Hace unos pocos días una valiosa alumna me decía que el enemigo de su desarrollo personal era el autosabotaje, esto es, el decirse a sí misma que no era capaz de alcanzar sus sueños. Nunca antes había oído ese término, pero me parece que resulta muy gráfico para identificar uno de los rasgos generacionales de los jóvenes de hoy: tienen sueños e ilusiones, pero en muchos casos descartan esforzarse en lograrlos, quizá sobre todo, por miedo al fracaso.
Ya Shakespeare escribió en «La tempestad» que estamos hechos de la misma materia que nuestros sueños. En este sentido, podría decirse que una persona vale tanto cuanto valen sus sueños. El problema es qué pasa cuando los sueños de muchos jóvenes no llegan más allá del siguiente fin de semana. Este rasgo de tantos jóvenes nacidos después del año 2000 contrasta mucho con las cualidades —quizá muy mitificadas hoy en día— de la generación de los jóvenes sesentayochistas a la que pertenezco: «Levantad el asfalto, debajo hay playas», «Seamos realistas, pidamos lo imposible» y tantos otros lemas que enardecían los corazones de los jóvenes de hace cincuenta años porque se sentían dispuestos a cambiar el mundo.
Más me impresionó todavía que la estudiante que me hablaba del autosabotaje, se había tatuado en la pierna derecha un letrero con caracteres bien visibles que decía «Mi mejor aliada» y en la izquierda otro con «Mi peor enemiga» para no olvidarlo nunca y recordarlo a diario. Sin duda, esta poca confianza de muchos jóvenes en sí mismos, en sus propias fuerzas, es un rasgo generacional. Tiene quizá su origen en la sobreatención por parte de tantos padres que, por evitar sufrimientos a sus hijos, les han privado de la experiencia del dolor que tan necesaria resulta para un adecuado desarrollo personal. En otros casos, «el autosabotaje se da —me escribe una profesora— porque no te crees merecedora de amor y reconocimiento».

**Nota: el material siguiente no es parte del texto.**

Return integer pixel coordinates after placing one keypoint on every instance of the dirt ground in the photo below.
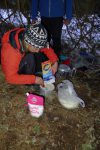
(58, 128)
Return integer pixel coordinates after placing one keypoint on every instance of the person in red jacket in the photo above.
(23, 51)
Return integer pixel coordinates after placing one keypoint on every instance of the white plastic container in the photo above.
(47, 89)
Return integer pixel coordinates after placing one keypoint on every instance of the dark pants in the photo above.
(54, 29)
(31, 63)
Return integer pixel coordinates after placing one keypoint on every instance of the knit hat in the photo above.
(36, 35)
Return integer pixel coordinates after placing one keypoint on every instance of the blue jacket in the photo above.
(52, 8)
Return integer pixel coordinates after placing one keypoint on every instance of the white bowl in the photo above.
(47, 89)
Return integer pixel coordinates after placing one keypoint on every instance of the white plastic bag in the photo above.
(67, 95)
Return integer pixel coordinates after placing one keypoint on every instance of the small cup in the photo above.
(47, 89)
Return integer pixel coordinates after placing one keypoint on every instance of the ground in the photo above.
(58, 128)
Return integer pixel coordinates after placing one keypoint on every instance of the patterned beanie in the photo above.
(36, 35)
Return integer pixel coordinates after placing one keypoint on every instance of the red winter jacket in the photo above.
(11, 57)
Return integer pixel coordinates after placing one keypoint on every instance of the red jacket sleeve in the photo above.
(10, 59)
(49, 52)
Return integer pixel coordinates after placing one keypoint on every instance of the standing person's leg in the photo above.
(56, 30)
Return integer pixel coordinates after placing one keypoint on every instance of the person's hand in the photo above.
(39, 81)
(33, 21)
(54, 67)
(66, 21)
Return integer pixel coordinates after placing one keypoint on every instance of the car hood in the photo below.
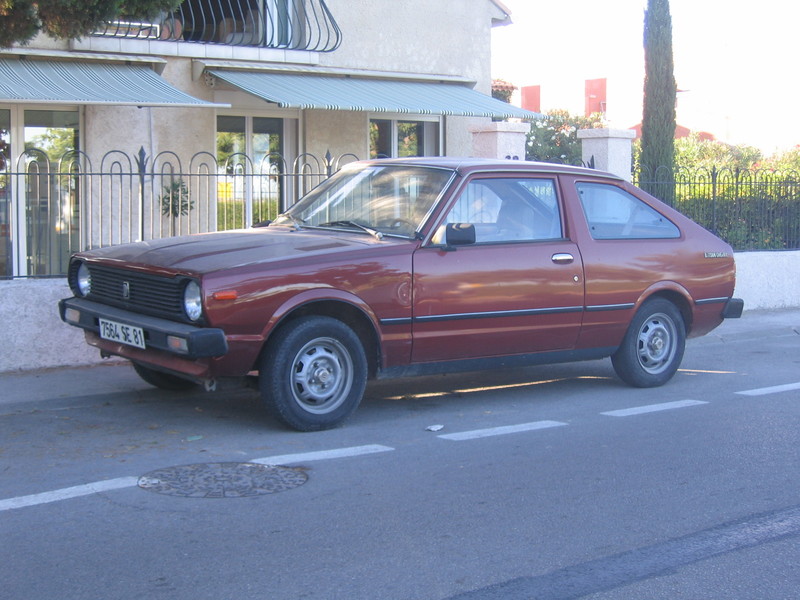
(209, 252)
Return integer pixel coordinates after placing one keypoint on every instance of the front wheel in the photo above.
(652, 349)
(313, 375)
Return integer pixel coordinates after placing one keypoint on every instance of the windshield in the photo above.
(374, 198)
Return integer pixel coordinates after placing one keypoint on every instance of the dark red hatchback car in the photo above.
(415, 266)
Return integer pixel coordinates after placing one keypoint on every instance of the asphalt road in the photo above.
(544, 483)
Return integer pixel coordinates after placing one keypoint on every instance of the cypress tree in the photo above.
(660, 91)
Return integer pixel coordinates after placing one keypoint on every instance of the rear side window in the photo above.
(614, 214)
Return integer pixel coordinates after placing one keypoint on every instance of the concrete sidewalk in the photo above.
(119, 377)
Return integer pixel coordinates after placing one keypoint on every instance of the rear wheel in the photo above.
(313, 375)
(652, 349)
(164, 381)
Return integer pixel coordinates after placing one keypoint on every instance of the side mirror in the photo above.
(459, 234)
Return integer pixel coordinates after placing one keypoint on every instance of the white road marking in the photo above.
(771, 390)
(284, 459)
(638, 410)
(492, 431)
(66, 493)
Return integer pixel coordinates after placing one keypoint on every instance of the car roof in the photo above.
(465, 165)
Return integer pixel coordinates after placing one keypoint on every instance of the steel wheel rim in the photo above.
(656, 343)
(322, 376)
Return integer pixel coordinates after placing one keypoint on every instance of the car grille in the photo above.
(149, 294)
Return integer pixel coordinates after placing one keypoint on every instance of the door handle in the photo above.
(563, 258)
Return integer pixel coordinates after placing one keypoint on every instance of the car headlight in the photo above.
(192, 301)
(84, 280)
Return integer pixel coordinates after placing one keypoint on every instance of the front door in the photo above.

En mi práctica docente, una manera eficaz para ayudar a los jóvenes de forma que ensanchen su confianza en sí mismos es invitarles a escribir sobre los temas que les preocupan o les interpelan, y después releer tranquilamente con ellos lo que han escrito y comentarlo privadamente. Así he venido haciendo desde hace años en mis cursos o en el asesoramiento personal de muchos alumnos con resultados muy reconfortantes con nombres y apellidos. En particular, resulta una manera muy adecuada para afrontar temas difíciles del ámbito personal como la superación de la timidez o situaciones familiares o personales desajustadas. Se trata —digo a menudo— de transformar las lágrimas en tinta, y después al leer y comentar lo escrito con alguien de nuestra confianza crece nuestra comprensión de lo que nos pasa y se ve mucho más claro lo que podemos hacer para superar el problema del que en cada caso se trate.
En esta misma dirección, me ha impresionado mucho la investigación doctoral de Sofía Brotóns —defiende su tesis este mes— que ha demostrado fehacientemente la potencia de la escritura y de la relectura de esos textos sobre proyectos vitales en el caso de jóvenes en riesgo de exclusión.
Escribir lo que nos preocupa y releer lo escrito con alguien de nuestra confianza ayuda decisivamente a hacerse dueño de la propia intimidad, a ganar en protagonismo de nuestros propios proyectos, a ensanchar la confianza en nuestra capacidad de hacer realidad muchos de nuestros sueños.